Just the FACTS…
… about corporate subsidies in the FARM BILL
The 2014 FARM BILL gives the government too great a role in the agriculture sector. By expanding the overly generous federal crop insurance program and creating new “shallow loss” revenue guarantee entitlements, Congress further distorted agricultural markets while wasting tax dollars at the same time:
Fact: Taxpayer-subsidized crop insurance not only insures against catastrophic losses like drought and floods, but also guarantees revenue for already-profitable businesses.
Fact: New FARM BILL programs expanded unlimited crop insurance subsidies and created new shallow loss entitlements that will virtually guarantee agricultural producers profits every year regardless of farm income, crop prices, or other factors.
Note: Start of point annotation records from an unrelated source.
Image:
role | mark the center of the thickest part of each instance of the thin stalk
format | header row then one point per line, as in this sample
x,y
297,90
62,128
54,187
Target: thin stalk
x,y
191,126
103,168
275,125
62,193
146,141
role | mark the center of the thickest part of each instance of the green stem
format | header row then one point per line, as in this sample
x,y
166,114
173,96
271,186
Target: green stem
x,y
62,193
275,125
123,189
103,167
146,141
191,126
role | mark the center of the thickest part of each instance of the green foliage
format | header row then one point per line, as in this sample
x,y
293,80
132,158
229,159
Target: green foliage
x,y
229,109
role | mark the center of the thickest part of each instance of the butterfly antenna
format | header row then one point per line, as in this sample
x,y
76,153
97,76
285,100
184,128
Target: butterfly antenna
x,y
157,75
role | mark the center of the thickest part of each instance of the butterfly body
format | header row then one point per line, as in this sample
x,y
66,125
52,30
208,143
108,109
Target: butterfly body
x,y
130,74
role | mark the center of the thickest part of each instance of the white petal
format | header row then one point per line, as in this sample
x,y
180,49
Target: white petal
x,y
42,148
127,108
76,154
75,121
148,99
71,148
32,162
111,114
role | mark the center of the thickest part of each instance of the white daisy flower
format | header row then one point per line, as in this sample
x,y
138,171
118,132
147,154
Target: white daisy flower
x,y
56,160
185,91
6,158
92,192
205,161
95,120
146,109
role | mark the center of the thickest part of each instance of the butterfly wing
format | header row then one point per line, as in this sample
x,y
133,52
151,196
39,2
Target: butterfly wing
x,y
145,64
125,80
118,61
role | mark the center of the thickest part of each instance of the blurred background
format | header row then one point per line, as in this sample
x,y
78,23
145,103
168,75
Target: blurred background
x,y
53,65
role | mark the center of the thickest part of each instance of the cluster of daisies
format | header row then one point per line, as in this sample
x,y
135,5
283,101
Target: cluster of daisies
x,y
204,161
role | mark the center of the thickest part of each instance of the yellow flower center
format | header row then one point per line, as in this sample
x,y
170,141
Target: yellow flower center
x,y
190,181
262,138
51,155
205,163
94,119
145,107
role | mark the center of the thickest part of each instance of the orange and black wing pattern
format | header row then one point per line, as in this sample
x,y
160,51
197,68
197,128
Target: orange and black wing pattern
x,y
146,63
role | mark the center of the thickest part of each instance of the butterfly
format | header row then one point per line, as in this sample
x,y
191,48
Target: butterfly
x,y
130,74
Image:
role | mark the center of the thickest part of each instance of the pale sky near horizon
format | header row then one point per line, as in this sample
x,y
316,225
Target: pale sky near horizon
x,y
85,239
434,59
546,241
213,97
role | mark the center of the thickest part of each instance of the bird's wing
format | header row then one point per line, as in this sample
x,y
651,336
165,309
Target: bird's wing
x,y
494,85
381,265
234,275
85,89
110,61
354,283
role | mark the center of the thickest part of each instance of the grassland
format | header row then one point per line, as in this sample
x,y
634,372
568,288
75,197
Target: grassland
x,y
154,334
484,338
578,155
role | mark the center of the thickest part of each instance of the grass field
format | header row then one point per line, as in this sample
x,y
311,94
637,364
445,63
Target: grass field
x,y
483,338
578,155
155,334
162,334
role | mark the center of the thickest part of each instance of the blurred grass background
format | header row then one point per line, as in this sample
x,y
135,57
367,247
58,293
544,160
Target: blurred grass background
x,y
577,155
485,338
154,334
Fact: Producers already use several tools other than subsidized crop insurance to manage risk, via private futures markets, diversification of planting decisions, vertical integration, use of private crop insurance, and outside income.
Fact: Farm payments and unlimited crop insurance subsidies reduce producers’ business risks, increase returns to scale, distribute resources ineffectively, increase agribusiness income, encourage farm sizes to increase, and consolidate production in fewer hands. They also encourage excessive risk-taking by insulating agribusinesses and passing the risks to taxpayers.
Fact: Fact: Federal biofuels subsidies also pick winners and losers, causing producers to expand production and plant certain crops like corn and soybeans over others such as forage crops and fruits and vegetables. Mandates and subsidies also increase demand for biofuel feedstocks, causing crop prices to increase and production to expand onto sensitive land like pasture, grasslands, and highly erodible acres if yields cannot keep up with increased demand.
Our Take: If agricultural producers assumed more of their own business risks and better utilized private sector risk management options, agribusinesses would be more resilent and taxpayer spending could be drastically reduced. New shallow loss programs should be reined in since they shift undue risks onto taxpayers and increase long-term federal expenditures.